The Strangest Feeling


I was at lunch, my table next to a window overlooking a busy city street. I had ordered my meal, I was sipping hot tea, I was spending time with a new client who wants to use history to improve his leadership. Then, close to us, I heard the sound of cannon firing, another, and another. Looking out the window, I see the sight you see in the photo above (which I took on my phone). Look closely at what I saw–black horses, black coffin, black wagon. The echoes of the cannon shots faded away.

This was a strange feeling.

The immediate description I’ll share with you was the photo captured part of the ceremony honoring a former governor who had died at age 96.

More important, though, something that I think has frankly greater impact, is my reaction in the moment:

It was organic, unlike any other such instance I can recall.

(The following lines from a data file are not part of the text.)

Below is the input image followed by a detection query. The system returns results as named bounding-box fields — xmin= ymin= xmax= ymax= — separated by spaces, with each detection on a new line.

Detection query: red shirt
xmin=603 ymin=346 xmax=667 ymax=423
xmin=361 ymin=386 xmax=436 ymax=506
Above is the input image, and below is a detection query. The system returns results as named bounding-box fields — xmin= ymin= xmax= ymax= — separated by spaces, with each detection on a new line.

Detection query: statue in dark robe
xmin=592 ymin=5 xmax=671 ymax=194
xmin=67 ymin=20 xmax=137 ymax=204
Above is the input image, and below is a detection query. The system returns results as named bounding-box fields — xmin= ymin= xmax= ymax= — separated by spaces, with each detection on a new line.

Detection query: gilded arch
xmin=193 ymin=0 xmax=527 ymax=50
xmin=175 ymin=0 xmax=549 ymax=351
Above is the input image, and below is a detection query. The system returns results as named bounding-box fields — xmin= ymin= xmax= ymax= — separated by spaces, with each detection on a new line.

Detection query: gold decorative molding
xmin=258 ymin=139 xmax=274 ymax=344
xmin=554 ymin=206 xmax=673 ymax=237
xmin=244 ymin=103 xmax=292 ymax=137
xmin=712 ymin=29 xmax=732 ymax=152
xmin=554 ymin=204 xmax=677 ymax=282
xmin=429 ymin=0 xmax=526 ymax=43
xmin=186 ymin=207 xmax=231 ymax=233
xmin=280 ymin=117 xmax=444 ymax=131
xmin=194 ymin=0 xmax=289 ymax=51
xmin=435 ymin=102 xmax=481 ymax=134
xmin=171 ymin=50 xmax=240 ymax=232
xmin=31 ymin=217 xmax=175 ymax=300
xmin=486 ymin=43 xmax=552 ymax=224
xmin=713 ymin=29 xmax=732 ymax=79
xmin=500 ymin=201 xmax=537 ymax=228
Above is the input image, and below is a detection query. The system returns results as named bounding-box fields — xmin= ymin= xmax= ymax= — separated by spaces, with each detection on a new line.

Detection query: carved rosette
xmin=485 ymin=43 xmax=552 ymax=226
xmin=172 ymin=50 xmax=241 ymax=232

What I’m trying to say is that the event felt totally connected to me as a person. I turned around from my seat and lived the thing as it was unfolding. I wasn’t there by plan–not like when you go to the Fourth of July to hear the celebration, not like when you stand on the sidewalk in your spot to watch the parade, not like you prepare to listen to a eulogy or other form of speech, not like wearing a particular set of clothes that mark the occasion or project the time to arrive, to be there, and then to leave. None of that was true. I was simply there, looked up, and for a ticking of seconds that grew to a few minutes, grabbed hold of the event. Like breathing, the feeling was one of the most natural senses I’ve ever had.

A person who died was a formal leader of a place where I live and have lived. People who were and are important to me knew who he was. Sometimes, they liked him. Other times, they didn’t. Both he and they are no longer alive. And now, all of him and them were back in front of me. I was part of it then and in these minutes embedded in the photo, I was part of it once more. Rooted, growing, living, and dying. An orange flame, a green plant, ashes and dust. Organic.

I often urge people to think about the difference between the past and history. The past is everything that has happened. History is the product of what we glean, remember, recall, and believe.

Maybe the power of the moment I felt comes from the point where the two are still joined.